For most of his life, Felix Tshisekedi lived in the shadow of his father Etienne, a firebrand veteran opposition leader in and out of prison and government over the course of a near 60-year career until his death in 2017.
After being declared winner of Democratic Republic of Congo’s presidential election on Thursday, the younger Tshisekedi looks set to achieve the lifetime goal that eluded his father.
“I will be the president of all Congolese,” Tshisekedi told supporters, many of who scaled the walls of party headquarters and climbed trees outside to catch a glimpse of him.
His declared win comes riddled with questions about his authority. Supporters of other main opposition candidate say the vote was rigged after Tshisekedi reached a backroom deal to share power with outgoing President Joseph Kabila.
Congo’s Catholic Church, which deployed 40,000 election monitors for the December 30 poll, concluded runner-up Martin Fayulu was the clear winner, according to three diplomats briefed on the bishops’findings.

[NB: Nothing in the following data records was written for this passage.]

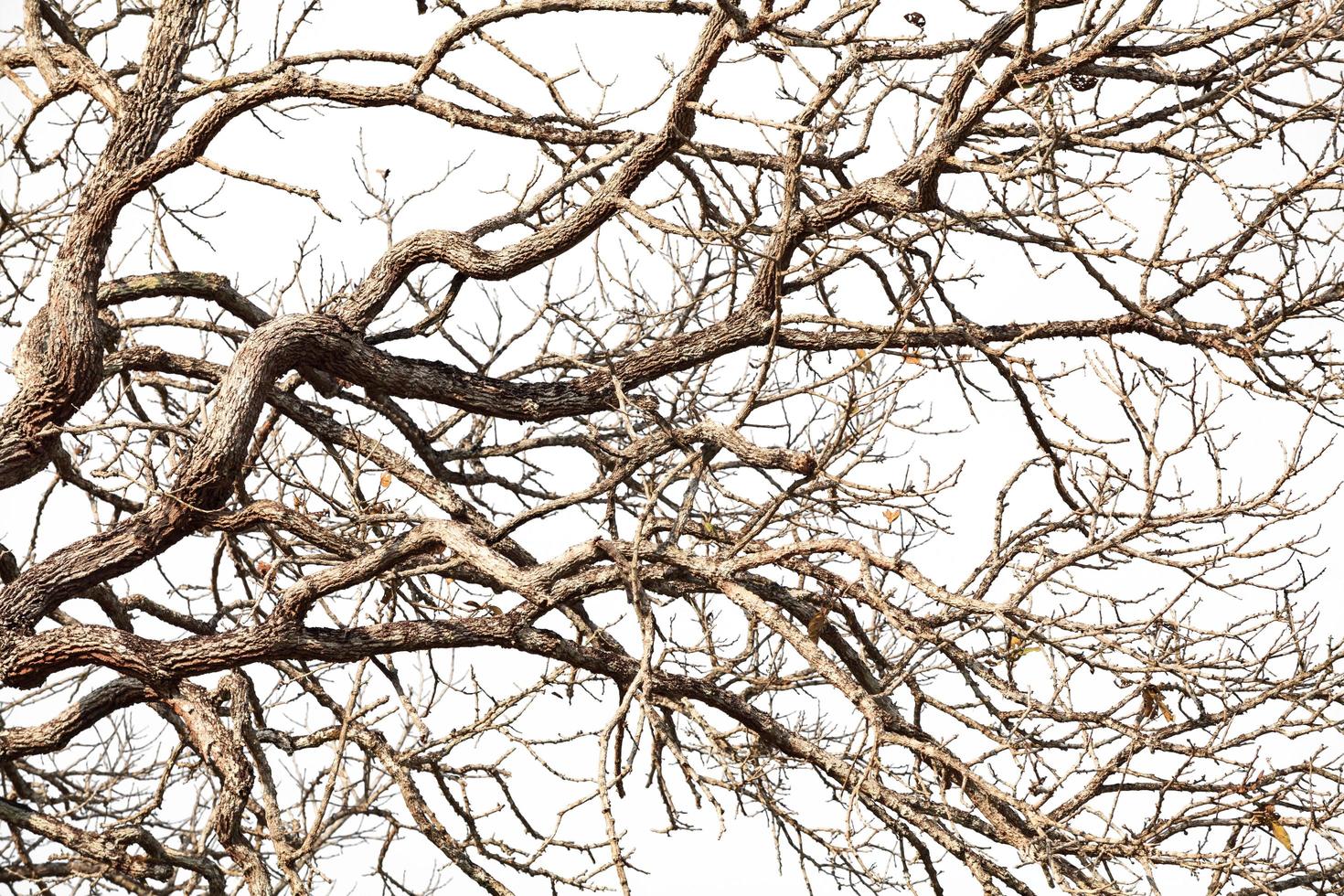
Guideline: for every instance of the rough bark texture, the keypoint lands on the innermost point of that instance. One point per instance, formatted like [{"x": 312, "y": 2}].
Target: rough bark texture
[{"x": 697, "y": 523}]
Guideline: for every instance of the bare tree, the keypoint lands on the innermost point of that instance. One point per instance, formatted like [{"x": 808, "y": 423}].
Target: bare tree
[{"x": 894, "y": 426}]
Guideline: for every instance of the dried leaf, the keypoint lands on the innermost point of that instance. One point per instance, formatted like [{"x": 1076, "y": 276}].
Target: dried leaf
[{"x": 817, "y": 624}]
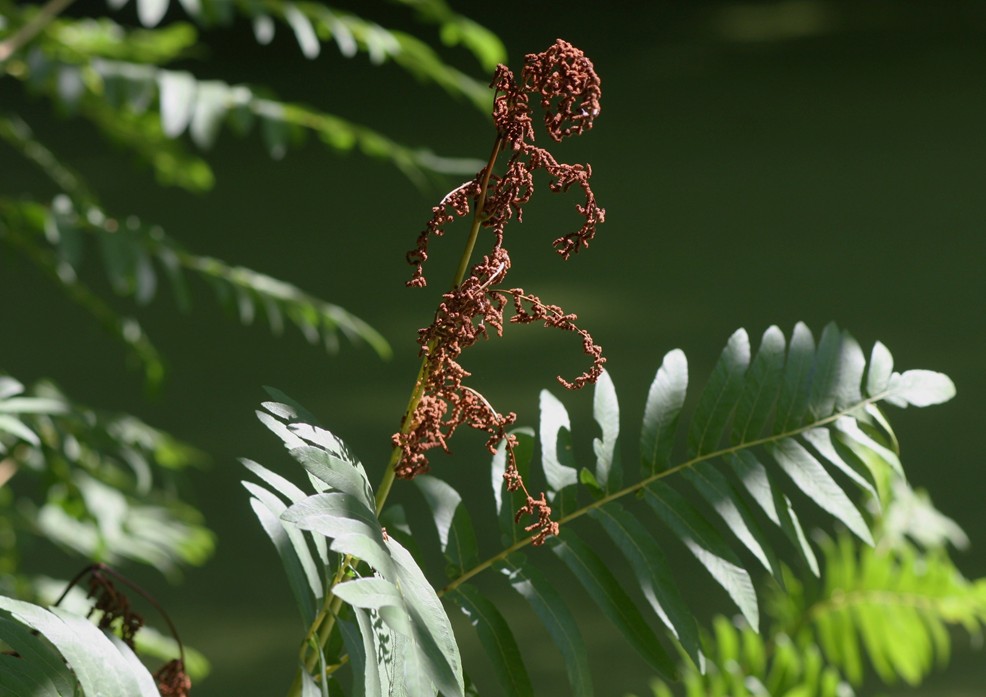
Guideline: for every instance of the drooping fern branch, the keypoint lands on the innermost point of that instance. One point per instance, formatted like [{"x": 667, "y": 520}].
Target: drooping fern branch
[
  {"x": 810, "y": 423},
  {"x": 886, "y": 610},
  {"x": 788, "y": 416}
]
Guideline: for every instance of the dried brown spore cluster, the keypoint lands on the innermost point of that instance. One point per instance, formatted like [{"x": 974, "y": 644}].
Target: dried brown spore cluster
[
  {"x": 114, "y": 605},
  {"x": 115, "y": 609},
  {"x": 565, "y": 84},
  {"x": 172, "y": 680}
]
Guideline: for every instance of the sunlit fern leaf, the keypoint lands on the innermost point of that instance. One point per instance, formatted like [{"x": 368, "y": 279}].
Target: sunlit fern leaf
[
  {"x": 743, "y": 663},
  {"x": 888, "y": 610},
  {"x": 900, "y": 602},
  {"x": 403, "y": 623},
  {"x": 99, "y": 665},
  {"x": 557, "y": 458},
  {"x": 313, "y": 23},
  {"x": 781, "y": 418}
]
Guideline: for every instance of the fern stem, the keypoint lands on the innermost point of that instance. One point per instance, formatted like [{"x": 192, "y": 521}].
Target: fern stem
[
  {"x": 322, "y": 627},
  {"x": 383, "y": 491},
  {"x": 634, "y": 488}
]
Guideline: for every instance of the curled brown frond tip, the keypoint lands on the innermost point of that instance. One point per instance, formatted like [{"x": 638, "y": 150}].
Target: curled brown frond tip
[
  {"x": 172, "y": 680},
  {"x": 567, "y": 88},
  {"x": 544, "y": 526},
  {"x": 568, "y": 85}
]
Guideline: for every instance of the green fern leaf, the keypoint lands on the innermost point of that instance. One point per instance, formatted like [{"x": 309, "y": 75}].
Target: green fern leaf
[
  {"x": 554, "y": 614},
  {"x": 606, "y": 412},
  {"x": 720, "y": 396},
  {"x": 497, "y": 640},
  {"x": 664, "y": 402},
  {"x": 707, "y": 545},
  {"x": 608, "y": 593},
  {"x": 652, "y": 571},
  {"x": 455, "y": 530},
  {"x": 101, "y": 666}
]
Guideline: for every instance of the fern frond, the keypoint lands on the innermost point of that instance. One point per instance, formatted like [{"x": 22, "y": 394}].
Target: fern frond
[
  {"x": 314, "y": 23},
  {"x": 406, "y": 645},
  {"x": 104, "y": 481},
  {"x": 59, "y": 653},
  {"x": 783, "y": 421},
  {"x": 795, "y": 413},
  {"x": 889, "y": 610},
  {"x": 145, "y": 107},
  {"x": 895, "y": 605},
  {"x": 134, "y": 255}
]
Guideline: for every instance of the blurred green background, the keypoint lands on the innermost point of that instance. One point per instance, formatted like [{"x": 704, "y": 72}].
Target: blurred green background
[{"x": 761, "y": 163}]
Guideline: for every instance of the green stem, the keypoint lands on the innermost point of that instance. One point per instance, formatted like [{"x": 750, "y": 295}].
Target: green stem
[{"x": 324, "y": 623}]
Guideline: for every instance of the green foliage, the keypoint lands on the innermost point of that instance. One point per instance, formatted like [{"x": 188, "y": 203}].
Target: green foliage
[
  {"x": 888, "y": 610},
  {"x": 65, "y": 654},
  {"x": 769, "y": 423},
  {"x": 99, "y": 485},
  {"x": 96, "y": 484},
  {"x": 407, "y": 643}
]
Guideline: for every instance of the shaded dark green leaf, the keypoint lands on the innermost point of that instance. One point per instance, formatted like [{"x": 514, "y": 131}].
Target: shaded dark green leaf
[
  {"x": 707, "y": 545},
  {"x": 653, "y": 574},
  {"x": 554, "y": 614},
  {"x": 497, "y": 640},
  {"x": 608, "y": 593}
]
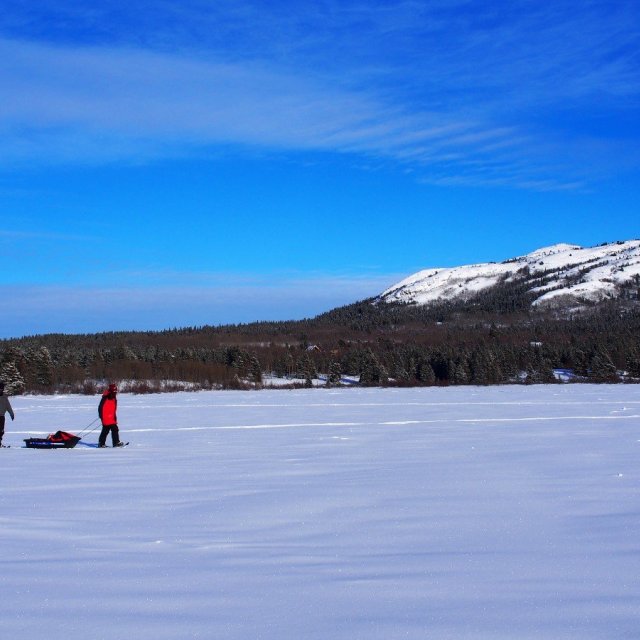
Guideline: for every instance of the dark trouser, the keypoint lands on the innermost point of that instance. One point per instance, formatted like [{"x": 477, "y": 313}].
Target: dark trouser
[{"x": 115, "y": 438}]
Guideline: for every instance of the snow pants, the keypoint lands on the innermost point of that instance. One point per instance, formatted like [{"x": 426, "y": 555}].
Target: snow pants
[{"x": 115, "y": 437}]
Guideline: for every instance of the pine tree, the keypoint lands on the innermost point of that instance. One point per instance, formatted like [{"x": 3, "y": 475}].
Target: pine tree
[
  {"x": 43, "y": 367},
  {"x": 335, "y": 374},
  {"x": 13, "y": 380}
]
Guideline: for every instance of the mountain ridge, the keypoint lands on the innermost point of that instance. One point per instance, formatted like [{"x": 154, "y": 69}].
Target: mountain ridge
[{"x": 563, "y": 274}]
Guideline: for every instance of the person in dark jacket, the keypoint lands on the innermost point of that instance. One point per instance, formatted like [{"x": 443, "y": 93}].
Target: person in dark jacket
[
  {"x": 5, "y": 406},
  {"x": 107, "y": 410}
]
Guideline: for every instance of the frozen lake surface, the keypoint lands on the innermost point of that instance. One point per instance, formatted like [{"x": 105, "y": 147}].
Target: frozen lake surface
[{"x": 459, "y": 513}]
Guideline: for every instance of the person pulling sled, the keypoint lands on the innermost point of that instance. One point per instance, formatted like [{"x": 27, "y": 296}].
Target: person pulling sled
[
  {"x": 5, "y": 406},
  {"x": 107, "y": 410}
]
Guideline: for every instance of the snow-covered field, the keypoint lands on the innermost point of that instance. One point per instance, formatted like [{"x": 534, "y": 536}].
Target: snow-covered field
[{"x": 459, "y": 513}]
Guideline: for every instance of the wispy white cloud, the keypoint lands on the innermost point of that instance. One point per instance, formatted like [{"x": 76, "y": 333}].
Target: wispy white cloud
[
  {"x": 53, "y": 309},
  {"x": 469, "y": 90},
  {"x": 98, "y": 104}
]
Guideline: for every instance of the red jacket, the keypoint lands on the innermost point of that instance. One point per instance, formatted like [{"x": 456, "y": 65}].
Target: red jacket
[{"x": 107, "y": 409}]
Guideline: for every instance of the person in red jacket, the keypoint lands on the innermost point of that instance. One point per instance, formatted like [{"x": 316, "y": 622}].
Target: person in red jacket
[{"x": 107, "y": 412}]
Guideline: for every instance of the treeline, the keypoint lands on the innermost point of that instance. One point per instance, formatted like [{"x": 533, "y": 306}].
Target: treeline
[{"x": 494, "y": 338}]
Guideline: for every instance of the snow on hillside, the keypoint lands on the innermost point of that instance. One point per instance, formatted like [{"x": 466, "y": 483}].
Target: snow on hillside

Tshisekedi’s camp denies the deal with Kabila and says talks since the election with Kabila’s representatives were aimed at ensuring a peaceful handover of power.
The election will mark Congo’s first transfer of power at the ballot box since independence from Belgium in 1960 after decades of coups, dictatorship, assassinations and civil wars.
Suspicions surrounding Tshisekedi’s win raise doubt about whether he can fend off new unrest “” at least four people were reported killed in demonstrations by Fayulu supporters in the west “” and whether he will have the authority to make good on campaign pledges to fight corruption.
“If Tshiekedi’s made a deal, that will mean the army and intelligence agency are still controlled by Kabila,” said Stephanie Wolters, head of the Peace and Security Research Programme at Pretoria’s Institute for Security Studies.
“It would narrow Tshisekedi’s margin for manoeuvre on important governance issues and there’s no question it would diminish his credibility.”
The electoral commission’s announcement capped a swift rise for a perso who, until recently, was a peripheral figure in Congolese politics. One of five children, Tshisekedi (55) grew up in Kinshasa in the early years of Mobutu Sese Seko’s rule over the country he rechristened Zaire.
Tshisekedi’s father served in Mobutu’s government before breaking ranks and founding the Union for Democracy and Social Progress (UDPS), Zaire’s first organised opposition, in 1982.
The UDPS endured harsh repression and the elder Tshisekedi was repeatedly jailed. Felix moved with his mother and siblings to Belgium in 1985 where he worked at odd jobs.
He was a member of the UDPS toiling in relative obscurity until 2011, when he won a seat in the national parliament in an election which saw his father finish as runner-up to Kabila. The party said the result was rigged.
As the elder Tshisekedi’s health declined and he spent long periods in Europe for treatment, Felix boosted his profile, touring Congo’s interior in 2014.
He met resistance in the party, with members criticising Kabila for inheriting the presidency from his assassinated father in 2001. Some accused Felix and his mother of treating the party like a family heirloom.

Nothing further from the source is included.